Kulsum Begum, âgée de 43 ans, est l'une des bénéficiaires du programme. Elle vit à Golachipa Upazila, dans le district de Potuakhali, une région côtière particulièrement sinistrée. Elle et son mari, un pêcheur désormais sans aucune ressource à cause du cyclone, ont six enfants. À l'instar de la majorité des familles ciblées par le programme, Kulsum a été étroitement associée à la construction de sa maison. Elle a surveillé de près l'avancement des travaux et proposé son aide, selon les besoins.

Elle est aussi tout à fait consciente des difficultés liées à la construction dans cette région.

« En l'absence de route, il est très difficile de faire venir les matériaux nécessaires à la construction, sans parler des tempêtes et autres catastrophes naturelles fréquentes, qui retardent également le processus », explique-t-elle.

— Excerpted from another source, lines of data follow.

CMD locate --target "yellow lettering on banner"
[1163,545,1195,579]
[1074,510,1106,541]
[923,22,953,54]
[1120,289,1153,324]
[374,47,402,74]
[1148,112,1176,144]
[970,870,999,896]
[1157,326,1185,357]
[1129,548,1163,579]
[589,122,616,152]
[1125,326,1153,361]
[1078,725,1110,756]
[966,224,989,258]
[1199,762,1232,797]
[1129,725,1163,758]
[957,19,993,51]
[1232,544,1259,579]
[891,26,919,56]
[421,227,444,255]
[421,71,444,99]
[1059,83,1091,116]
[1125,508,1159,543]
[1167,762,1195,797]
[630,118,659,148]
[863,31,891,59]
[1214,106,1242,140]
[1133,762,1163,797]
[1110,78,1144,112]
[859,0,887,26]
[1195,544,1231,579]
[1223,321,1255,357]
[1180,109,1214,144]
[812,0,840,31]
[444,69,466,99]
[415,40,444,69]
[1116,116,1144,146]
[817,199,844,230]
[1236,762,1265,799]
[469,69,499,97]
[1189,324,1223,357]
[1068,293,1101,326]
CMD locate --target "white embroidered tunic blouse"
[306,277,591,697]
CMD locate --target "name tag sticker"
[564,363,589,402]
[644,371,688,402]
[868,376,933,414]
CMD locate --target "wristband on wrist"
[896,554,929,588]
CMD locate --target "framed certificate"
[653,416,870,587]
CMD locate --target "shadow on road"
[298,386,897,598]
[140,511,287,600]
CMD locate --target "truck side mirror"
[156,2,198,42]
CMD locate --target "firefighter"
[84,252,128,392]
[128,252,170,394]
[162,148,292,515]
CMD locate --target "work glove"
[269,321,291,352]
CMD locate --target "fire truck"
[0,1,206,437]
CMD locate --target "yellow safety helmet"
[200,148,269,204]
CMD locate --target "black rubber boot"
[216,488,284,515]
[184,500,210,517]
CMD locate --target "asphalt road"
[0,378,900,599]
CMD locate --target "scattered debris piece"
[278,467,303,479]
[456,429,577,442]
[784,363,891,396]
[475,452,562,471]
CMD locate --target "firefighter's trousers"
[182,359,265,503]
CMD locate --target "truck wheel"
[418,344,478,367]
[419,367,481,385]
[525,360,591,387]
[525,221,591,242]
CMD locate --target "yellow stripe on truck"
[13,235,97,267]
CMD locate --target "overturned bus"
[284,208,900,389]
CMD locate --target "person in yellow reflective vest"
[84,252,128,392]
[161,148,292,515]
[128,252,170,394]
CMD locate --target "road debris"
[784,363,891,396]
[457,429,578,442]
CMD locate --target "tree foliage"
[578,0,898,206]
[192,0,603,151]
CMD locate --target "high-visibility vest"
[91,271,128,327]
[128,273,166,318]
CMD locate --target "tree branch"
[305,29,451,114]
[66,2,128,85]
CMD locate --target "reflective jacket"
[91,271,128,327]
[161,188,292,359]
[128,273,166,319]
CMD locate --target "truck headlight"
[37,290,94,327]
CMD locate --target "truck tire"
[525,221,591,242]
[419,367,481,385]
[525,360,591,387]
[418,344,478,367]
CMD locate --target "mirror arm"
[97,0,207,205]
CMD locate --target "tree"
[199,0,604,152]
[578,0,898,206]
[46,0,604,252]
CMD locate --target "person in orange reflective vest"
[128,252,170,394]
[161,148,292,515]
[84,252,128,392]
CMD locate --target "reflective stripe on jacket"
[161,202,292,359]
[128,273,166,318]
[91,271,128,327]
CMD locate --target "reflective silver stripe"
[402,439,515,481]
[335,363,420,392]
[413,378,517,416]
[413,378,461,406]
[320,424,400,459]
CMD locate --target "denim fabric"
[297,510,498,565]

Ces difficultés ont été d'autant plus aggravées par l'évolution constante de la géographie des cours d'eau, très fréquente au Bangladesh. Durant la saison sèche de l'hiver, il est certes possible d'utiliser des camions, des tracteurs et des camionnettes pousse-pousse. Mais durant la saison des pluies, le transport est fortement limité. Il faut attendre que les cours d'eau atteignent un niveau suffisant pour la navigation avant d'affréter des petites embarcations, le plus souvent sans moteur.

Une autre difficulté majeure a été de trouver de la main-d'œuvre locale spécialisée. Les maçons, les charpentiers et les soudeurs ne sont pas légions dans ces contrées reculées où le PNUD met en œuvre son programme de construction, ce qui signifie qu'il a fallu aller beaucoup plus loin pour trouver les ouvriers requis. Les entrepreneurs partenaires du PNUD responsables des chantiers ont fait venir les ouvriers des centres urbains les plus proches, où il était possible de trouver plus facilement des travailleurs expérimentés et qualifiés. Les ouvriers embauchés ont bénéficié d'un logement gratuit et de primes d'encouragement pendant toute la durée du chantier, afin de les inciter à travailler dans des régions aussi reculées.

De ce fait, et malgré l'ampleur du défi, la construction s'est poursuivie, grâce à l'esprit d'initiative des entrepreneurs. Lorsque les camions et les bus ne pouvaient être utilisés, ils étaient remplacés par des bateaux. Lorsque les bateaux ne pouvaient pas naviguer, les camionnettes pousse-pousse prenaient le relais. Et là où les camionnettes pousse-pousse ne pouvaient plus s'aventurer, les membres de la communauté assuraient la relève, en prêtant main-forte, le plus souvent de la tête d'ailleurs, pour faire avancer le chantier.